Tüm özelliklerimize erişmek için şimdi bize katılın. Kaydolduktan ve oturum açtıktan sonra, konular oluşturabilir, mevcut konulara yanıtlar gönderebilir, diğer üyelerinize itibar kazandırabilir, kendi özel mesajınızı edinebilir ve çok daha fazlasını yapabilirsiniz. Ayrıca hızlı ve tamamen ücretsizdir, peki ne bekliyorsunuz?
Blue
Red
Green
Orange
Voilet
Slate
Dark

Ehl-i beyte muhabbet... (1 Kullanıcı)

Siyahgulsevdalisi

Kayıtlı Kullanıcı
Katılım
20 Haz 2006
Mesajlar
2,046
Tepki puanı
0
Puanları
0
Hadis kaynaklarında Resûlullah Sallallahu Aleyhi ve Sellem Efendimizin, torunları olan Hazreti Hasan ve Hüseyin Radıyallahu Anhüma, henüz küçük yaşlardan itibaren büyük düşkünlük gösterdiğine, onları sevdiğine, onların üzerine titrediğine dair pek çok rivayet bulunur.

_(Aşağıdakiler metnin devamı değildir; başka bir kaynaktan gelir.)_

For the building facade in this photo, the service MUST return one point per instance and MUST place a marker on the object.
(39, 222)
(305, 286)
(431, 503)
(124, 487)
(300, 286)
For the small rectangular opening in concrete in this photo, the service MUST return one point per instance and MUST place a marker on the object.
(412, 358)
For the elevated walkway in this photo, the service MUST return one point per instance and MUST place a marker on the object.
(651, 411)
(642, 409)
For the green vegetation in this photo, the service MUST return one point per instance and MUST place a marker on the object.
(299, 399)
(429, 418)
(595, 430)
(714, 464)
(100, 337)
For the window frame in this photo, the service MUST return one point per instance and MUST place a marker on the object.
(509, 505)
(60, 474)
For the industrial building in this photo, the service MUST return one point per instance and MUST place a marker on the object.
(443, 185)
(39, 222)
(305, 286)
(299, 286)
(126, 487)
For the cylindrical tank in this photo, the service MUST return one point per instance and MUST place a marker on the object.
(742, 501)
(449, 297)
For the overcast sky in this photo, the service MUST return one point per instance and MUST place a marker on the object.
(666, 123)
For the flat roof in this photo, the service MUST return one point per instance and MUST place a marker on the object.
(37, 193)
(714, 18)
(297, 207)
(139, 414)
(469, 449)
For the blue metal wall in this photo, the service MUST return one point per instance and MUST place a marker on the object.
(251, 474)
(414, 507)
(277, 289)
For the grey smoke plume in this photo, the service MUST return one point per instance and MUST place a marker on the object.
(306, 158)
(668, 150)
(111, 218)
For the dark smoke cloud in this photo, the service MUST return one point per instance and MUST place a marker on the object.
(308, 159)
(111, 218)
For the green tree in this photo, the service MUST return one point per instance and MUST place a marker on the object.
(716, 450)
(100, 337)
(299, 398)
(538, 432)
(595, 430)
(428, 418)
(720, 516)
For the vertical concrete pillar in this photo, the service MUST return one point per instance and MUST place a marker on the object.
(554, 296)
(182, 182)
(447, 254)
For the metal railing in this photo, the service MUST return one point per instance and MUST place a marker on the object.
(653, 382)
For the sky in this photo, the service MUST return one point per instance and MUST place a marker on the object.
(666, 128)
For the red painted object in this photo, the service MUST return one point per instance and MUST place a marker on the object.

Bu durum belki ilk başta, Hz. Peygamber'in insanî yönünün tabi-î bir göstergesi olarak değerlendirilebilir. Diğer yandan, bir peygamber olarak düşünüldüğünde, dar dairede bu derece şefkat gösterilmesi, geniş dairedeki elçilik göreviyle sanki çelişir gibi görülebilir. Ancak işin aslına bakıldığında, torunlarına karşı gösterdiği aşırı şefkat ve hassasiyetin sıradan bir insanî özellik olarak nitelendirilmesinin ne kadar sığ ve yanlış olduğu görülecektir. Her ne kadar Hazreti Hasan ve Hüseyin Radıyallahu Anhüma'yı büyük bir şefkatle öpüp, okşayıp, sevgisini en güzel şekilde sergilemesinde, onların torunları olmasının bir payı olsa da, bu olayın gelişigüzel bir davranış olmadığı açıktır. Aslında bu davranışında dahi peygamberlik görevinin önemli bir cilvesi ve yansıması bulunur. Tabi-î bu gerçek, tarihî süreç göz önüne alınmak sûretiyle görülebilecektir..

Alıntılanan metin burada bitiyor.